Cystic Fibrosis

Cystic fibrosis is a perennial lung disorder that is mostly found in children as well as adults. The disease leads to formation of unctuous and viscous mucus in the lungs as well as the digestion track, also in other parts of the body making it a fatal disorder. It could be a genetic disorder, passed from the parents to the offspring, usually because of a defective gene responsible for producing the mucus. The mucus starts building up and blocks the breathing passage in the lungs and also affects the pancreas. It also gives birth to fatal lung infections as well as digestive and reproductive disorders especially in men.

A significant number of Americans have been found with the Cystic fibrosis gene and not carrying the symptoms which makes the diagnosis even more difficult. One in 30 Caucasians have this gene, especially the ones from northern and mid European descent. Children are usually diagnosed by the age of 3. However there are cases when the diagnosis does not take place till the age of 18, the ones with a less severe form of Cystic fibrosis.

Symptoms

Among the newborns the symptoms could be different such as the ones mentioned below:

• Delay in physical growth.
• Weight loss and inability to gain weight in the initial years
• Lack of normal bowel movements during the first few days of birth.
• Strange taste of the skin, such as salty.
• Pain in the abdomen and constipation.
• Excessive gas and swollen belly.
• Feeling of Nausea and lack of appetite.
• Abnormal stool that is pale, foul and contains mucus.

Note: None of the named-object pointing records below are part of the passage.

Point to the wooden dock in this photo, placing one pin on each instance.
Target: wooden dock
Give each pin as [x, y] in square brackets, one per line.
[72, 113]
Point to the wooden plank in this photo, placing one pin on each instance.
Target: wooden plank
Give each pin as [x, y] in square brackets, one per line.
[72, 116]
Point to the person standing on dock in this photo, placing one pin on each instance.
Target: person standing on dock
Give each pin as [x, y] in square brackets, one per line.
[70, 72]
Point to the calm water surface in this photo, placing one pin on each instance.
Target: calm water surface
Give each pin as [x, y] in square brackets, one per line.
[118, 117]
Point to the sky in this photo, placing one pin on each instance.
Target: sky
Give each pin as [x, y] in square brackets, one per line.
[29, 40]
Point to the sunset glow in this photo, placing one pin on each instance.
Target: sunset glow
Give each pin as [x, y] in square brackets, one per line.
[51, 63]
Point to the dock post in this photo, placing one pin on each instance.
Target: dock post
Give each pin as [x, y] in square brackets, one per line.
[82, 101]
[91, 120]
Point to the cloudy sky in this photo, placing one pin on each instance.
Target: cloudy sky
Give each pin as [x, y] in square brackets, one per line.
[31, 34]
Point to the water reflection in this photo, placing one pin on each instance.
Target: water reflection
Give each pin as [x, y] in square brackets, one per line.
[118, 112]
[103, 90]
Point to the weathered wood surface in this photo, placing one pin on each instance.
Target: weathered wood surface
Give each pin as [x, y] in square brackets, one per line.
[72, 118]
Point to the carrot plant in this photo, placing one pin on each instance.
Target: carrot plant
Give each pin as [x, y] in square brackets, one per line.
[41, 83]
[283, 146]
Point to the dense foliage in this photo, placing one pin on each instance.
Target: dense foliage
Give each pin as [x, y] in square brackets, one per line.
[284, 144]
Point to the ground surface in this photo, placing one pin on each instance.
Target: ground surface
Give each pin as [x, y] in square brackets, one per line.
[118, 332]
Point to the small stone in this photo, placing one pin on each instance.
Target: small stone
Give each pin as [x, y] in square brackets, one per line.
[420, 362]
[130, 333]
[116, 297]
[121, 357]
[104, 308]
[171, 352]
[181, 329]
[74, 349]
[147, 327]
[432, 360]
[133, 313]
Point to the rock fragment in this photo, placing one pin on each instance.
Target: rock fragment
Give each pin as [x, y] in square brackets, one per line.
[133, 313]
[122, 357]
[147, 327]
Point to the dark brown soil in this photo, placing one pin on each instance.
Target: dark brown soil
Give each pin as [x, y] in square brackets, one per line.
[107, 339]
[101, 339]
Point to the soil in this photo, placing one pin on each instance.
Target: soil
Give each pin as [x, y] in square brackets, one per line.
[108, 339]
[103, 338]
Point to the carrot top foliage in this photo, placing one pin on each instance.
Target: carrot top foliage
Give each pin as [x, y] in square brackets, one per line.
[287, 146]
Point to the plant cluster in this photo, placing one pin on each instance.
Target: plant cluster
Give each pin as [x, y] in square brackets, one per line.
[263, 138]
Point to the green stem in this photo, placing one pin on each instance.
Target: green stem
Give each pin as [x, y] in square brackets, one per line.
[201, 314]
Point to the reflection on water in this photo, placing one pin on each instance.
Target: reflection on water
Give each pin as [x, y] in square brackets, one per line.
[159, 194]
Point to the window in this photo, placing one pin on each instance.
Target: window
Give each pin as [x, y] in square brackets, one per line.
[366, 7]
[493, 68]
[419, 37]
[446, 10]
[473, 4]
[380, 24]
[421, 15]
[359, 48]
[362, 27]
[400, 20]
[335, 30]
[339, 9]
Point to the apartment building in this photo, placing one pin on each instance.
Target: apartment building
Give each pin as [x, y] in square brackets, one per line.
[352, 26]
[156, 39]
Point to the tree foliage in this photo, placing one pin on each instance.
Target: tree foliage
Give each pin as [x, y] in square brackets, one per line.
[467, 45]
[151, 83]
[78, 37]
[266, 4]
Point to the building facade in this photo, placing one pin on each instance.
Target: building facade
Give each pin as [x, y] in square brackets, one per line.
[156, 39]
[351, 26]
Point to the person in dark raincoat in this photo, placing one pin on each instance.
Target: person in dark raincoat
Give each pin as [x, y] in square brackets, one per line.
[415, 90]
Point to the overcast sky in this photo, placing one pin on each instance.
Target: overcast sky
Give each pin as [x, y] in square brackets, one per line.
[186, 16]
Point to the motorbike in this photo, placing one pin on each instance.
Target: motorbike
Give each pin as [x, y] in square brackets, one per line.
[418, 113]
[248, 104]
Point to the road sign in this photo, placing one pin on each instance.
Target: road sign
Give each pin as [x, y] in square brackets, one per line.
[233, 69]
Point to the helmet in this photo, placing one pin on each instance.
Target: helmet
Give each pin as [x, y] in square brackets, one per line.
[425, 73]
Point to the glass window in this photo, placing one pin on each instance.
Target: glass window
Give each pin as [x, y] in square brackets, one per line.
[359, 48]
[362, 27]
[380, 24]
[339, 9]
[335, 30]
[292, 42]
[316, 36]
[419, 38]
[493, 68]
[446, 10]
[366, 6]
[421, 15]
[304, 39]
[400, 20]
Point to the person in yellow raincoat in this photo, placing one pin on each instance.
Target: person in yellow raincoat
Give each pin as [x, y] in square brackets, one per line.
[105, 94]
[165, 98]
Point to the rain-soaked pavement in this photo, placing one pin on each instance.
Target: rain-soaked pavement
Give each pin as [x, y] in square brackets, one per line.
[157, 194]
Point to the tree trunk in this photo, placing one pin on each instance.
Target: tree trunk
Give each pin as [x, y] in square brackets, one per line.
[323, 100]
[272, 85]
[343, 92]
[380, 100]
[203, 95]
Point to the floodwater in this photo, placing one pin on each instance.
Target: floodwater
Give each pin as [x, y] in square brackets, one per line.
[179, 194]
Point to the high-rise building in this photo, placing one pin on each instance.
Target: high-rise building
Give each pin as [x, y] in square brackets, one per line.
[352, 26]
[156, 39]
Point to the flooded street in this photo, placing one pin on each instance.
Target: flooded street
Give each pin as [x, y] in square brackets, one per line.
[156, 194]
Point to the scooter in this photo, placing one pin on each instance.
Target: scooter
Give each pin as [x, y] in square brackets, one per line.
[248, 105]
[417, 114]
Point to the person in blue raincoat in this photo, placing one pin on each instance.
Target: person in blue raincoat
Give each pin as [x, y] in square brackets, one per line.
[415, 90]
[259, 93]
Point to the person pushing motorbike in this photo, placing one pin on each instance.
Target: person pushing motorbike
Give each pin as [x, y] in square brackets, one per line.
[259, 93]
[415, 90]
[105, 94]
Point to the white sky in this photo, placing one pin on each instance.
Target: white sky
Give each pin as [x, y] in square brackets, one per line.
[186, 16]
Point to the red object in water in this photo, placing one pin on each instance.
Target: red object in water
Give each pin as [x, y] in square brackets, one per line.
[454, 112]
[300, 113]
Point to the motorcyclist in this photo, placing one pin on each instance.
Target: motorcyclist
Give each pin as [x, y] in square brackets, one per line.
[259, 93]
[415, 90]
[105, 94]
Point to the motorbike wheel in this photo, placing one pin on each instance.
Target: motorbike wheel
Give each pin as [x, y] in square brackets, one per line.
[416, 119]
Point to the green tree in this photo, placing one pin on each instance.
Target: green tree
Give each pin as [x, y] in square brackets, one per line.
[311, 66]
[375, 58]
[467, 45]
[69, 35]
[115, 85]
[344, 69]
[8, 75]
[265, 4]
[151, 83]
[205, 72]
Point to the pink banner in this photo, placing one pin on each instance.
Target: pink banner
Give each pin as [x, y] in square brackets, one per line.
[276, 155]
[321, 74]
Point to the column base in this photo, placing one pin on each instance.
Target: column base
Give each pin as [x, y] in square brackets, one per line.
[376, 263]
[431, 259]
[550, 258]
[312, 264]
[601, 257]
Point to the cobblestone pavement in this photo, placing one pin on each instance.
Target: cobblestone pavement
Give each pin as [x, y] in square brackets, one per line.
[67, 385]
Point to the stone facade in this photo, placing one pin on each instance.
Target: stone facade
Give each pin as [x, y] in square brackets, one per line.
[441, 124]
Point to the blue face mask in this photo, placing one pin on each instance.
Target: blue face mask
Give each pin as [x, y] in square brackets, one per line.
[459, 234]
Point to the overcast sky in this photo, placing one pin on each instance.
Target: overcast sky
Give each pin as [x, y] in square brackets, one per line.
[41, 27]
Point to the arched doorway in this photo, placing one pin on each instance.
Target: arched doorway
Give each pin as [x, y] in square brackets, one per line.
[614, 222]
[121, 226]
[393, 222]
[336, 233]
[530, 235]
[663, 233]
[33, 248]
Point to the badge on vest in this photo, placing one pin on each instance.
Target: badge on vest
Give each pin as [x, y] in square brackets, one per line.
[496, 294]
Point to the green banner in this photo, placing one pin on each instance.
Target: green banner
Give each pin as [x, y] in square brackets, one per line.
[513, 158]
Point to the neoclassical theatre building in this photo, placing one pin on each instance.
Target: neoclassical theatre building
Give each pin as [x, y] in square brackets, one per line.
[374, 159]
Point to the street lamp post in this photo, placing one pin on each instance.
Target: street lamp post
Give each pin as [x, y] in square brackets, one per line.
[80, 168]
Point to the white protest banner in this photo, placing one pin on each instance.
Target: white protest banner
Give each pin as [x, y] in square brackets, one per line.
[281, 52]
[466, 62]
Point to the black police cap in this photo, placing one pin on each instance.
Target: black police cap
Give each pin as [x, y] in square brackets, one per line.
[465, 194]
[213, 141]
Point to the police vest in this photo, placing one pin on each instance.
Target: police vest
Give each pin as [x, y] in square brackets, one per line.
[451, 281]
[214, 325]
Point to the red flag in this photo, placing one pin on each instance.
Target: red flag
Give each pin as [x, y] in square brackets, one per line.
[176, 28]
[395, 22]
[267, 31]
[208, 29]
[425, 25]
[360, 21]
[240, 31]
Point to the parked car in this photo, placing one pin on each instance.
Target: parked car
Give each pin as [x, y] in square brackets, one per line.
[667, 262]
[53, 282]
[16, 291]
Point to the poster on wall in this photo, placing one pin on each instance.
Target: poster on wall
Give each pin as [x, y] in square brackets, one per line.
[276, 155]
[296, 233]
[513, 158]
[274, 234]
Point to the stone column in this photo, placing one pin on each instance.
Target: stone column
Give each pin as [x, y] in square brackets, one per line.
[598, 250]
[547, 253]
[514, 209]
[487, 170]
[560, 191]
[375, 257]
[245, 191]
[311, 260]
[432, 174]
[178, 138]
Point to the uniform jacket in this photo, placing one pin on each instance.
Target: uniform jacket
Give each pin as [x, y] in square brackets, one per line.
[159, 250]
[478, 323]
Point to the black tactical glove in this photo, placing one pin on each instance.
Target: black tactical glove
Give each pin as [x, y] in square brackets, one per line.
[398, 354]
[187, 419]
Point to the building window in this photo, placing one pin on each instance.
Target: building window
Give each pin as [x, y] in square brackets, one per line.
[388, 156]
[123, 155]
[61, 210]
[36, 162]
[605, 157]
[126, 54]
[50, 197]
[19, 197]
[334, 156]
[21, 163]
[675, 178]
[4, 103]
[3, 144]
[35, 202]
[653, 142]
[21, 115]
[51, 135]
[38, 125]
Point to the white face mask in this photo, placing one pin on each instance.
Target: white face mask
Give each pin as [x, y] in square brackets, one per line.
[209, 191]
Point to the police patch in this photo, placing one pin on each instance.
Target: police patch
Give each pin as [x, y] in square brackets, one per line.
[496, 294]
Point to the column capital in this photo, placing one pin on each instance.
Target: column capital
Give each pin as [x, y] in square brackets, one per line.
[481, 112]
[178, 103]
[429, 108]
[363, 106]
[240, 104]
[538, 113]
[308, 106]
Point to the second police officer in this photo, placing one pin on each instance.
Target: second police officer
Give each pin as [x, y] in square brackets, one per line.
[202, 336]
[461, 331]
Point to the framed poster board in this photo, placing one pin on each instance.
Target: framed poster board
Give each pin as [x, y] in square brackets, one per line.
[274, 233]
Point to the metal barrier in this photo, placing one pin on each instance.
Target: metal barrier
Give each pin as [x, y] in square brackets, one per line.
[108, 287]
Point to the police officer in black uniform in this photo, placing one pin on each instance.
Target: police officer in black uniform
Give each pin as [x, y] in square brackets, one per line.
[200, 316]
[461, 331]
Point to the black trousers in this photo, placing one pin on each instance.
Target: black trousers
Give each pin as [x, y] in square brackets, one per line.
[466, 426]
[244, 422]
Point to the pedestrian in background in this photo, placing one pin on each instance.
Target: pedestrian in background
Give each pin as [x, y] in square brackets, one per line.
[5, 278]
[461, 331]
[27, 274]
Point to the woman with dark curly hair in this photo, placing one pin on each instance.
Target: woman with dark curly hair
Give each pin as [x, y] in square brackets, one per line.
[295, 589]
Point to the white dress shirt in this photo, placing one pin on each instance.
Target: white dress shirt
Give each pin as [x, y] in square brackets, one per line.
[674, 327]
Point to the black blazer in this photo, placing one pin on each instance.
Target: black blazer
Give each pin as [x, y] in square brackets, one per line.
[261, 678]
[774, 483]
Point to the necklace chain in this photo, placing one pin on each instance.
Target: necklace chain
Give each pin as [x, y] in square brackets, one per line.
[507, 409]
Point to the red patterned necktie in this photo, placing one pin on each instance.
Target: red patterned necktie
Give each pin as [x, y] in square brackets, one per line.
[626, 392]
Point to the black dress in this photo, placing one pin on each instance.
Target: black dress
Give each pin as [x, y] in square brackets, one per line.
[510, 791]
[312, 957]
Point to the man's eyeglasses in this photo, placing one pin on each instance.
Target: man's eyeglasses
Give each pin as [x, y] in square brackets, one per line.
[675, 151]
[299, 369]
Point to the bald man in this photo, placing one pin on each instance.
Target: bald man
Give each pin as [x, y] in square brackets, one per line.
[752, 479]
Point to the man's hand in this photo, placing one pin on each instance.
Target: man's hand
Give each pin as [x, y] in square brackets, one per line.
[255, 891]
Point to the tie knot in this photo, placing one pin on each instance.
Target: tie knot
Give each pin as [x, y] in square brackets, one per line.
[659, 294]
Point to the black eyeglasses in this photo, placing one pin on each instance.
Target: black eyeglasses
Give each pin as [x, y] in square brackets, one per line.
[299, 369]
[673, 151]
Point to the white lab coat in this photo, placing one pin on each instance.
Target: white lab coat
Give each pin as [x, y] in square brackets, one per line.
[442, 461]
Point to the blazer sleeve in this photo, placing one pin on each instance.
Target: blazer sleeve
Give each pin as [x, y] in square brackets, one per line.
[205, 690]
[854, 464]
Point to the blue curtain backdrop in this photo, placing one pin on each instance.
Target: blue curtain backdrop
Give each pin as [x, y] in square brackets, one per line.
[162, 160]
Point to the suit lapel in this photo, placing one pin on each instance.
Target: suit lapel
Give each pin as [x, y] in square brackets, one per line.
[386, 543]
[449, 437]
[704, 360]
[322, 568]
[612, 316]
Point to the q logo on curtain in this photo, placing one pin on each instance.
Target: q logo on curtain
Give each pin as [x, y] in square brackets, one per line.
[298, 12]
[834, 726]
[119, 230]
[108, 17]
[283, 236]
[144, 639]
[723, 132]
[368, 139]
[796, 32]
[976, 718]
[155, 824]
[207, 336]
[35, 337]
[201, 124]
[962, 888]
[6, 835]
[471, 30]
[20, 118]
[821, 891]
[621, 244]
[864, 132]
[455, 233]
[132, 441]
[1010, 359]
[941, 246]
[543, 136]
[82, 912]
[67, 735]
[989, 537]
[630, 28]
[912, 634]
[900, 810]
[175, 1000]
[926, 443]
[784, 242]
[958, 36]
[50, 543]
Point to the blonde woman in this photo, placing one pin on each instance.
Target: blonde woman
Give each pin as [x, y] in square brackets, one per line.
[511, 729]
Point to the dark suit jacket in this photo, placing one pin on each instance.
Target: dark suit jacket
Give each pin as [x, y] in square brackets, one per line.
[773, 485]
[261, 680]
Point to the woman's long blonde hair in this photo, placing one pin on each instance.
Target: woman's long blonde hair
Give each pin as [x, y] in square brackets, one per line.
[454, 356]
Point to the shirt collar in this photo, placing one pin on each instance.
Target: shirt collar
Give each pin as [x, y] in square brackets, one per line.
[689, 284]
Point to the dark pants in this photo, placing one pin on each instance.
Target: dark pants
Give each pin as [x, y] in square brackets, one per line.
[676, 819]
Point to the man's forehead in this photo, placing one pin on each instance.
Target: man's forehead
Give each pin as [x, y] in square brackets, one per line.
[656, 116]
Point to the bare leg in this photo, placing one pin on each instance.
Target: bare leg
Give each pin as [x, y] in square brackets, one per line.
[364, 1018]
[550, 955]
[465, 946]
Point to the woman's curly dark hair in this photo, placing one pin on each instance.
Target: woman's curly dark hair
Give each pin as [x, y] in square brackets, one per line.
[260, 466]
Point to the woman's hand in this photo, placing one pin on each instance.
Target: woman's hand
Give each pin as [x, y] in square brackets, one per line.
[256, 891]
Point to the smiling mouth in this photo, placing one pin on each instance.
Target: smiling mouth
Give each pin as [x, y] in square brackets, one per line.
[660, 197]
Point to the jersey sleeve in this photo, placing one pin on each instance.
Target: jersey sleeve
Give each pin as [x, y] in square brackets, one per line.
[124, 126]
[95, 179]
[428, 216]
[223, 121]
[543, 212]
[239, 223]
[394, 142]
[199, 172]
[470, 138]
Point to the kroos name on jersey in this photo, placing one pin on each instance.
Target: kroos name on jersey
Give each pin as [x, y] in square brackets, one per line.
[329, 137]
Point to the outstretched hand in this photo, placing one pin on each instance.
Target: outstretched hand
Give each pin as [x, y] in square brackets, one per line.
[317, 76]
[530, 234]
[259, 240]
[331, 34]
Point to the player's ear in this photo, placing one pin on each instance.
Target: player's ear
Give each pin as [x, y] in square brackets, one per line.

Other general symptoms include:

• Excessive coughing and formation of mucus in the lungs as well as severe sinusitis.
• Blockage of nasal passage.
• Frequently occurring conditions such as Pneumonia, fever, breathlessness and loss of appetite.
• Reproductive disorders such as infertility, especially in men.
• Inflammation of the pancreas also known as pancreatitis.

Diagnosis

More than 75% of the diagnosis is done by the age of three to four. About 10% patients get diagnosed by the age of 18 and as little as 3% are diagnosed by the time they reach adulthood. Usually blood tests are performed to diagnose this disorder in an attempt to look for the defective gene that causes Cystic fibrosis. Other test such as Immunoreactive trypsinogen (IRT) test is also a commonly done test. Another test is known as the Sweat chloride test wherein a higher level of salt found in the patient signifies probability of the disease. X-rays of the chest as well as CT scans are also done for the diagnosis.

Treatment

The treatment usually depends upon the level of diagnosis or the stage of cystic fibrosis. If it gets detected on time the treatment would definitely be more effective for the patient. However in any kind of situation careful monitoring is of utmost importance for an enhanced quality of life. Some prominent treatments are as follows:

1. Antibiotics are the most common resort in order to control infections that usually affect the patient’s respiratory functions. Here the dosage of antibiotics is more as compared to other diseases.
2. Medicines such as inhalers are also used to adjust the air passage and clear nasal congestion.
3. In order to make the mucus thin and to ease coughing breathing treatments such as DNA enzyme therapy is given.
4. In critical cases lung transplant and oxygen therapy also takes place.

Cystic fibrosis Life expectancy

As discussed above, Cystic fibrosis is a fatal genetic disorder and therefore has a lower life expectancy. However the life expectancy has seen an increase in the last four decades. Wherein the life expectancy in the 1980s was somewhere around 14 years, in the late 1990s it increased to 18 years. Today it varies from 35 to 40 years. We can see that it has increased significantly and there are estimates of a 10 year increase if we talk about the average life expectancy of North Americans.

Presently almost 80% infants with the disease can survive beyond a year or even more. Scientific claims suggest a dramatic increase of almost 30 to 40 years for the life expectancy of children. However the patients with stable pancreatic function can live for more than 50 years. Life expectancy has also seen a rise in Canada as well as in the United Kingdom. Major improvements in science and technology have played a significant role in improving the quality and longevity of the patients with this disorder as compared to the time from 1950s to 1960s and 70s when patients could not survive through their childhood due to limited treatment choices.